Since many systems employ logic using different power supply voltages, such as mixed 5 and 3.3 volt logic, it is important to verify that the signals that cross the boundary have sufficient noise margins, and do not exceed the maximum input voltage ratings. In some cases, level conversion or voltage clamping circuits may be necessary. Some 3 volt logic devices are tolerant of 5 volt signal levels on some of their input pins, simplifying the design. On the other hand, 3 volt CMOS outputs can often drive 5 volt logic with TTL compatible inputs directly.

3. Check DC Fan-Out: Output Current Drive vs.

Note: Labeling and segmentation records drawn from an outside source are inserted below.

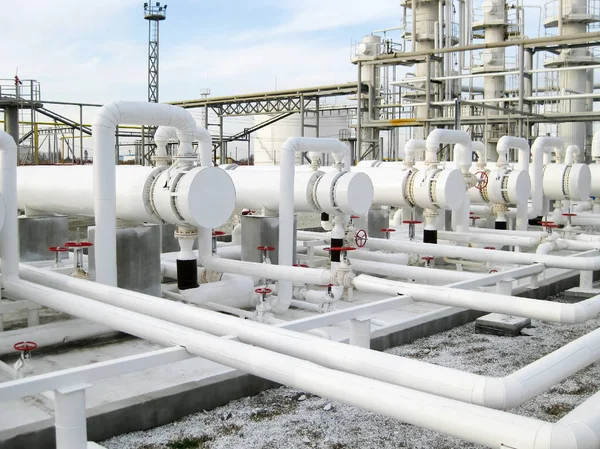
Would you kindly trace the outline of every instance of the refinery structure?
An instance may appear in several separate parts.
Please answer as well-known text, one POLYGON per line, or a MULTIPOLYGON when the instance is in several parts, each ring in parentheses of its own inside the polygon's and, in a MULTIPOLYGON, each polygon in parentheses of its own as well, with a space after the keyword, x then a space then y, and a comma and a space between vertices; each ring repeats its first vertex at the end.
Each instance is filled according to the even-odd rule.
MULTIPOLYGON (((402 0, 352 82, 168 103, 167 6, 143 18, 147 101, 0 80, 0 448, 125 447, 278 385, 460 442, 404 447, 600 448, 597 378, 520 408, 600 359, 600 1, 402 0), (518 368, 383 352, 466 323, 518 368), (585 332, 506 349, 548 323, 585 332)), ((178 441, 139 447, 217 437, 178 441)))

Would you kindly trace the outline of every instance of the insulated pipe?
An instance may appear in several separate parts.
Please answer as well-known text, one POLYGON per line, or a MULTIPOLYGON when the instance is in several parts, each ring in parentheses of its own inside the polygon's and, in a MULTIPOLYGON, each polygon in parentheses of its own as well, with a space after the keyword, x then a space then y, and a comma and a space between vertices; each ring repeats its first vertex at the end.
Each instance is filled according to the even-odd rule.
MULTIPOLYGON (((316 151, 319 153, 332 153, 336 162, 350 158, 350 148, 337 139, 320 139, 316 137, 290 137, 280 149, 280 177, 279 177, 279 248, 278 260, 281 266, 290 266, 294 263, 294 177, 296 153, 303 151, 316 151)), ((371 198, 373 193, 371 192, 371 198)), ((358 215, 366 210, 357 211, 358 215)), ((279 297, 288 302, 292 300, 291 282, 279 282, 279 297)))
MULTIPOLYGON (((233 335, 244 343, 305 358, 332 369, 486 407, 516 407, 593 363, 600 356, 600 330, 596 330, 509 376, 485 377, 411 358, 339 344, 276 326, 239 320, 116 287, 99 288, 98 285, 81 279, 28 265, 21 265, 21 273, 24 278, 64 291, 81 293, 132 311, 143 311, 150 316, 169 317, 182 326, 215 335, 233 335)), ((401 405, 402 403, 398 403, 396 407, 401 405)))
POLYGON ((0 195, 4 197, 4 226, 0 230, 2 284, 19 276, 19 224, 17 218, 17 144, 0 131, 0 195))
MULTIPOLYGON (((466 158, 468 153, 471 151, 471 137, 465 131, 459 131, 455 129, 434 129, 427 136, 425 143, 426 146, 426 162, 430 164, 437 164, 437 153, 439 147, 445 143, 461 144, 463 147, 458 151, 458 158, 455 159, 459 165, 466 164, 466 158)), ((456 149, 455 149, 456 150, 456 149)), ((469 159, 469 167, 471 166, 471 160, 469 159)), ((460 168, 460 167, 457 167, 460 168)), ((461 170, 462 171, 462 170, 461 170)))
POLYGON ((565 164, 572 165, 577 162, 581 151, 577 145, 569 145, 565 154, 565 164))
MULTIPOLYGON (((440 398, 207 335, 90 299, 64 292, 59 294, 52 289, 26 281, 10 281, 7 290, 7 293, 13 296, 36 297, 41 304, 70 315, 89 319, 110 317, 112 325, 123 332, 165 346, 179 345, 191 354, 248 374, 476 444, 520 449, 587 449, 595 447, 598 443, 593 438, 594 433, 585 425, 589 421, 574 423, 571 426, 560 422, 550 424, 440 398), (431 419, 432 416, 436 416, 437 419, 431 419)), ((595 400, 595 396, 592 399, 595 400)), ((576 411, 577 409, 574 413, 576 411)), ((567 415, 564 420, 569 418, 567 415)))
MULTIPOLYGON (((169 140, 178 138, 176 128, 172 126, 159 126, 154 133, 154 142, 161 150, 159 156, 167 155, 167 144, 169 140)), ((198 141, 198 160, 202 167, 212 166, 212 136, 210 132, 196 123, 196 131, 194 132, 194 140, 198 141)))
POLYGON ((518 153, 517 165, 515 170, 529 170, 529 142, 522 137, 503 136, 498 140, 496 151, 498 152, 498 161, 501 154, 505 157, 505 162, 508 163, 508 152, 511 148, 516 148, 518 153))
POLYGON ((125 123, 174 126, 179 138, 179 156, 193 154, 196 130, 189 111, 167 104, 120 101, 103 106, 96 114, 92 124, 96 282, 107 285, 117 284, 115 133, 117 126, 125 123))
POLYGON ((410 254, 427 254, 435 257, 463 258, 479 262, 531 265, 542 263, 549 268, 564 268, 568 270, 597 271, 600 270, 600 256, 594 257, 564 257, 548 256, 530 253, 515 253, 508 251, 491 251, 480 248, 468 248, 450 245, 427 245, 420 242, 403 242, 370 238, 365 245, 367 248, 391 250, 410 254))
POLYGON ((406 294, 412 296, 415 301, 535 318, 554 323, 579 324, 597 318, 600 314, 600 295, 576 304, 563 304, 450 287, 416 285, 364 274, 355 277, 353 283, 357 290, 363 292, 384 295, 406 294))
POLYGON ((592 138, 592 159, 600 161, 600 131, 592 138))
POLYGON ((427 150, 425 139, 410 139, 404 145, 404 165, 412 167, 417 160, 417 151, 419 152, 419 160, 422 160, 423 153, 427 150))
POLYGON ((544 191, 542 187, 544 155, 551 154, 552 151, 560 153, 564 149, 562 139, 558 137, 538 137, 531 147, 532 166, 529 167, 529 176, 531 178, 531 208, 529 209, 529 218, 539 216, 543 210, 544 191))
POLYGON ((412 267, 406 265, 393 265, 385 262, 351 259, 352 268, 362 273, 372 273, 380 276, 392 276, 403 279, 417 279, 419 281, 432 281, 451 283, 459 281, 472 281, 481 279, 486 274, 475 274, 467 271, 449 271, 435 268, 412 267))

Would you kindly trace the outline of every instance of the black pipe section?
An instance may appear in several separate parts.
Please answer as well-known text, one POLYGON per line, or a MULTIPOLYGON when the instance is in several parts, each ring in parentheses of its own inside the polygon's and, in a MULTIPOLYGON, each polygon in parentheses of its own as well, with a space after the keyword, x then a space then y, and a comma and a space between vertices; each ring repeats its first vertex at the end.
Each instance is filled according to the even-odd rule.
POLYGON ((436 229, 423 229, 423 243, 437 244, 437 230, 436 229))
POLYGON ((198 264, 196 259, 177 259, 177 288, 179 290, 198 288, 198 264))
POLYGON ((341 262, 341 251, 333 248, 342 248, 344 246, 344 239, 331 239, 331 251, 330 258, 332 262, 341 262))

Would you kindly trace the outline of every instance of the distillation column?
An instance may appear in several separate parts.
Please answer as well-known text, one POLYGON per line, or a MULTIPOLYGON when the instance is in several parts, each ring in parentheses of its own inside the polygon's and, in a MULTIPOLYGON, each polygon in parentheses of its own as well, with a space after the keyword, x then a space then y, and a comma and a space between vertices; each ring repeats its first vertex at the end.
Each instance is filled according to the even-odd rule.
MULTIPOLYGON (((546 28, 558 27, 558 34, 572 35, 587 32, 588 24, 599 20, 597 15, 588 10, 587 0, 558 0, 558 8, 548 4, 546 9, 546 28)), ((586 66, 597 64, 588 48, 571 48, 561 50, 560 54, 545 61, 549 68, 563 68, 586 66)), ((565 70, 559 72, 559 95, 572 95, 589 93, 590 86, 587 83, 587 70, 565 70)), ((563 114, 577 114, 586 111, 585 99, 561 100, 559 112, 563 114)), ((565 146, 577 145, 581 149, 586 146, 586 128, 584 122, 561 122, 558 125, 558 136, 561 137, 565 146)))
MULTIPOLYGON (((486 44, 503 42, 506 38, 507 13, 505 0, 485 0, 483 2, 483 20, 473 24, 473 30, 482 30, 486 44)), ((473 73, 494 73, 503 72, 505 70, 505 49, 488 48, 481 53, 482 65, 473 68, 473 73)), ((506 88, 506 79, 504 75, 486 76, 483 78, 483 96, 485 99, 502 98, 506 88)), ((486 103, 490 106, 503 107, 501 103, 486 103)), ((500 111, 488 109, 487 116, 497 116, 500 111)), ((506 135, 506 131, 502 129, 502 125, 490 125, 485 130, 487 143, 487 160, 496 161, 498 153, 496 152, 496 144, 498 139, 506 135)))
MULTIPOLYGON (((436 43, 443 40, 443 32, 440 33, 440 0, 403 0, 401 5, 407 9, 412 9, 412 36, 411 40, 413 42, 413 49, 415 51, 427 51, 433 50, 436 48, 436 43)), ((441 47, 442 45, 438 45, 441 47)), ((415 65, 415 77, 419 80, 426 79, 428 76, 433 78, 436 75, 441 75, 441 70, 437 71, 436 66, 438 64, 432 63, 430 67, 427 67, 427 62, 419 62, 415 65)), ((417 103, 425 103, 426 102, 426 89, 429 87, 432 89, 431 100, 438 100, 441 96, 438 95, 439 98, 435 96, 435 89, 438 89, 438 85, 433 83, 430 86, 427 86, 425 81, 418 81, 415 83, 411 83, 414 87, 414 91, 407 92, 406 97, 412 97, 417 103)), ((429 106, 417 106, 415 107, 415 117, 418 119, 427 118, 427 111, 429 110, 429 106)), ((430 114, 431 118, 431 114, 430 114)), ((416 139, 424 139, 424 129, 423 128, 415 128, 416 139)))

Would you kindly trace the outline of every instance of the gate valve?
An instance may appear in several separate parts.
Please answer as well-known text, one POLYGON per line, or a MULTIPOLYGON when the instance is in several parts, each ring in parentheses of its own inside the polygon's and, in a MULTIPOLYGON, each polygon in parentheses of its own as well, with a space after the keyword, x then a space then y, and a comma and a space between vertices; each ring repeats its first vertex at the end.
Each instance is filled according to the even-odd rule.
POLYGON ((13 345, 13 348, 21 352, 21 355, 15 362, 14 369, 17 372, 29 372, 32 370, 29 361, 31 360, 31 351, 37 348, 37 343, 34 341, 20 341, 13 345))
POLYGON ((51 246, 48 248, 48 251, 52 251, 54 253, 54 266, 52 268, 60 268, 62 265, 60 264, 59 254, 68 253, 69 248, 66 246, 51 246))
POLYGON ((572 213, 568 213, 568 214, 562 214, 563 217, 567 217, 567 226, 571 227, 571 219, 573 217, 576 217, 577 214, 572 214, 572 213))
POLYGON ((274 246, 257 246, 257 250, 262 252, 263 263, 271 263, 271 259, 269 258, 269 252, 275 251, 274 246))
POLYGON ((475 188, 477 190, 483 190, 487 187, 488 181, 489 181, 489 177, 487 172, 485 171, 478 171, 475 173, 475 178, 477 179, 477 182, 475 183, 475 188))
POLYGON ((367 236, 367 231, 364 229, 359 229, 354 235, 354 243, 356 243, 356 246, 359 248, 364 247, 367 244, 368 239, 369 237, 367 236))
POLYGON ((414 240, 415 239, 415 225, 421 224, 421 222, 418 220, 403 220, 402 223, 408 225, 408 239, 411 241, 414 240))
POLYGON ((391 234, 392 232, 396 232, 396 230, 395 230, 395 229, 392 229, 392 228, 383 228, 383 229, 380 229, 380 231, 381 231, 381 232, 383 232, 383 233, 385 234, 385 238, 386 238, 386 239, 388 239, 388 240, 389 240, 389 238, 390 238, 390 234, 391 234))
POLYGON ((213 256, 217 255, 217 237, 220 237, 222 235, 225 235, 225 232, 223 231, 213 231, 213 235, 212 235, 212 253, 213 256))
POLYGON ((431 267, 433 267, 433 261, 435 260, 435 257, 433 257, 433 256, 423 256, 423 257, 421 257, 421 260, 425 261, 425 266, 427 268, 431 268, 431 267))

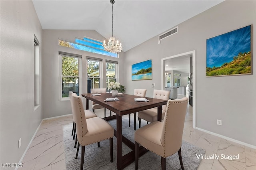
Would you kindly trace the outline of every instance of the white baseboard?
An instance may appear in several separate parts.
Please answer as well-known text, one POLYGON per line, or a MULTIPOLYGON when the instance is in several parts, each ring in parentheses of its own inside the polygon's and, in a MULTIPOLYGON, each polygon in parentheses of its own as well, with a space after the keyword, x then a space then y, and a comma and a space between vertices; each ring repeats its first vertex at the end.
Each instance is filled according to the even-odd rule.
MULTIPOLYGON (((34 135, 33 135, 33 136, 32 136, 32 138, 31 138, 31 140, 30 140, 30 141, 29 142, 29 143, 28 145, 28 146, 27 146, 27 148, 26 148, 26 150, 24 151, 24 153, 23 153, 23 154, 22 155, 22 156, 20 158, 20 161, 19 161, 19 163, 18 164, 21 164, 22 161, 23 160, 23 158, 24 158, 24 156, 25 156, 25 155, 26 155, 26 154, 27 153, 27 151, 28 151, 28 148, 30 147, 30 145, 31 144, 31 143, 32 143, 32 141, 33 141, 33 139, 34 138, 35 136, 36 136, 36 133, 37 133, 37 131, 38 130, 38 129, 39 129, 39 127, 40 127, 40 126, 41 125, 41 124, 42 123, 42 121, 43 120, 42 120, 41 122, 40 123, 39 125, 37 127, 37 128, 36 128, 36 130, 35 132, 35 133, 34 134, 34 135)), ((15 168, 15 170, 18 170, 18 167, 16 167, 16 168, 15 168)))
POLYGON ((242 142, 239 140, 236 140, 236 139, 234 139, 232 138, 229 138, 228 137, 226 136, 225 136, 222 135, 220 134, 218 134, 217 133, 214 133, 213 132, 210 132, 210 131, 206 130, 203 129, 201 128, 199 128, 198 127, 196 127, 196 129, 197 129, 199 130, 203 131, 204 132, 205 132, 206 133, 209 133, 210 134, 212 134, 214 136, 217 136, 220 137, 222 138, 223 138, 224 139, 226 139, 228 140, 231 141, 232 142, 235 142, 236 143, 237 143, 239 144, 242 144, 243 145, 246 146, 248 146, 250 148, 252 148, 254 149, 256 149, 256 146, 254 146, 252 144, 249 144, 247 143, 244 142, 242 142))
MULTIPOLYGON (((26 148, 26 150, 24 151, 24 153, 23 153, 23 154, 22 155, 22 156, 20 158, 20 161, 19 162, 19 164, 21 164, 22 161, 22 160, 23 160, 23 158, 24 158, 24 157, 25 156, 25 155, 26 155, 26 154, 27 153, 27 152, 28 151, 28 148, 30 147, 30 145, 31 144, 31 143, 32 143, 32 141, 33 141, 33 140, 35 138, 35 136, 36 136, 36 133, 37 133, 37 132, 38 131, 38 129, 39 129, 39 127, 40 127, 40 126, 41 126, 41 124, 42 124, 42 123, 43 121, 44 121, 44 120, 46 120, 52 119, 53 119, 58 118, 59 118, 59 117, 64 117, 65 116, 70 116, 70 115, 72 115, 72 114, 70 114, 65 115, 62 115, 62 116, 56 116, 56 117, 50 117, 50 118, 45 118, 45 119, 42 119, 42 121, 41 121, 41 123, 39 124, 39 125, 38 126, 38 127, 37 127, 37 128, 36 130, 36 131, 35 132, 35 133, 34 133, 34 135, 33 135, 33 136, 32 137, 32 138, 31 138, 31 140, 30 140, 30 142, 29 143, 28 145, 28 146, 27 147, 27 148, 26 148)), ((16 168, 15 168, 15 170, 18 170, 18 167, 16 168)))
POLYGON ((65 117, 65 116, 70 116, 70 115, 72 115, 72 114, 69 114, 68 115, 62 115, 62 116, 56 116, 55 117, 49 117, 48 118, 44 118, 44 119, 43 119, 43 120, 42 121, 44 121, 44 120, 50 120, 50 119, 53 119, 58 118, 59 117, 65 117))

Loading

Maximum logic output currents (IOL and IOH) are specified, usually at a specific output voltage (VOL and VOH respectively) . The total load current that an output drives must be compared to the inputs and any resistors the output must drive, and sufficient margin must be allowed to guarantee proper operation.

Some logic outputs, such as IRQ and DMA request lines, frequently use opendrain or open-collector buses, which require pull-up resistors. Open-drain or open-collector outputs must be identified and pulled up with an appropriate resistor. Unused inputs should be pulled to their inactive state: either pulled up to the supply through a resistor, or connected to ground, as appropriate.

Pull-up resistor values must be chosen to minimize the rise time using as small a value as will satisfy the maximum IOL of the weakest open-drain device driving the line.

4. AC (Capacitive) Output Drive vs. Capacitive Load and De-rating

Device timing is usually specified under specific loading conditions on the outputs. If the actual capacitive load on the outputs, consisting of the driven logic inputs and stray wiring capacitance, exceeds the load capacitor specified in the output device’s timing test conditions, then the timing specs will not be valid. If the amount of overload is not severe, it is possible to estimate the additional delay required to charge the excess capacitance. The delay depends upon the available charging current and actual load capacitance.